Verbascoside targets endothelial HIF-1α/ Lysyl oxidase signaling to attenuate glomerular injury in diabetic nephropathy

Background: Diabetic nephropathy (DN) drives progressive renal fibrosis and functional decline, ultimately leading to end-stage renal disease. Pathological crosstalk between glomerular endothelial cells and mesangial cells is increasingly recognized as central to DN progression. However, whether endothelial-derived signaling specifically drives mesangial injury under diabetic conditions remains undefined.

Methods: We applied multi-omics profiling to identify pathogenic drivers. Target validation included qPCR and immunofluorescence co-localization in renal tissues. In vitro endothelial-mesangial crosstalk was modeled using conditioned media (CM) from mouse GECs applied to mesangial cells. Verbascoside (VB) was screened via structure-based virtual docking against LOX/LOXL2 and binding affinity (KD) confirmed by biolayer interferometry (BLI). In vivo therapeutic efficacy of VB was assessed in db/db mice.

Results: LOX/LOXL2 was robustly upregulated in diabetic endothelia. Inhibiting endothelial-derived LOX/LOXL2 or HIF-1α in GECs attenuated HG-induced mesangial dysfunction by reducing proliferation/viability, oxidative stress, and fibrosis.

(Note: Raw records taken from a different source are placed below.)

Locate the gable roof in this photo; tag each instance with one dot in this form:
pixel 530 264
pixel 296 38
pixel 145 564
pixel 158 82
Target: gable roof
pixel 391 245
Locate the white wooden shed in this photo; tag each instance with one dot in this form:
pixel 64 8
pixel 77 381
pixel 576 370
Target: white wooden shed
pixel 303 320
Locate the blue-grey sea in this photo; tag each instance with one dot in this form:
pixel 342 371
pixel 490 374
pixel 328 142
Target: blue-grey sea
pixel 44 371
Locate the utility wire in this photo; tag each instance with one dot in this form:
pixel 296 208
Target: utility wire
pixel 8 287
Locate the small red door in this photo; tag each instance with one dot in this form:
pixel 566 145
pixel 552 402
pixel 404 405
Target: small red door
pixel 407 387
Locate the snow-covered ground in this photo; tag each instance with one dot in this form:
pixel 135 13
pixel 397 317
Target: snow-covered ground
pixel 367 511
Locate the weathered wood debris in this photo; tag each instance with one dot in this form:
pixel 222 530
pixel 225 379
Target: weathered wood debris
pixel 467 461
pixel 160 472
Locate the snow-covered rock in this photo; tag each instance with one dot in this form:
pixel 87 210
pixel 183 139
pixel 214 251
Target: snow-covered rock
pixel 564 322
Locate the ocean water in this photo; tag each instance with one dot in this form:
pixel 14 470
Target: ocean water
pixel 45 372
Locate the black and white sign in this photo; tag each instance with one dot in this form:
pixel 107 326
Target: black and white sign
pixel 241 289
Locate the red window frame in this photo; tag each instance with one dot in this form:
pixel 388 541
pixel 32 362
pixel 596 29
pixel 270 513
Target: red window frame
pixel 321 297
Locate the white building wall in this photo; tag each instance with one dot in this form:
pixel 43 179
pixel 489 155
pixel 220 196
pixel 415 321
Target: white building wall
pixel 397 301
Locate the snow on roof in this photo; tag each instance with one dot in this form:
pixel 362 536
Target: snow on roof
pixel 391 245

Mechanistically, HIF-1α drove LOX/LOXL2 expression. VB was identified as a novel dual LOX/LOXL2 inhibitor. VB-CM mitigated mesangial injury in vitro. VB treatment improved renal function, reduced oxidative damage, and ameliorated fibrosis.

Conclusion: Endothelial HIF-1α/LOX signaling drives mesangial oxidative stress and fibrosis in DN. Verbascoside, a dual LOX/LOXL2 inhibitor, represents a promising therapeutic agent targeting this pathogenic axis.

Diabetic nephropathy; HIF-1α signaling; endothelial dysfunction; intercellular communication; lysyl oxidase; mesangial proliferation; natural medicines; oxidative stress.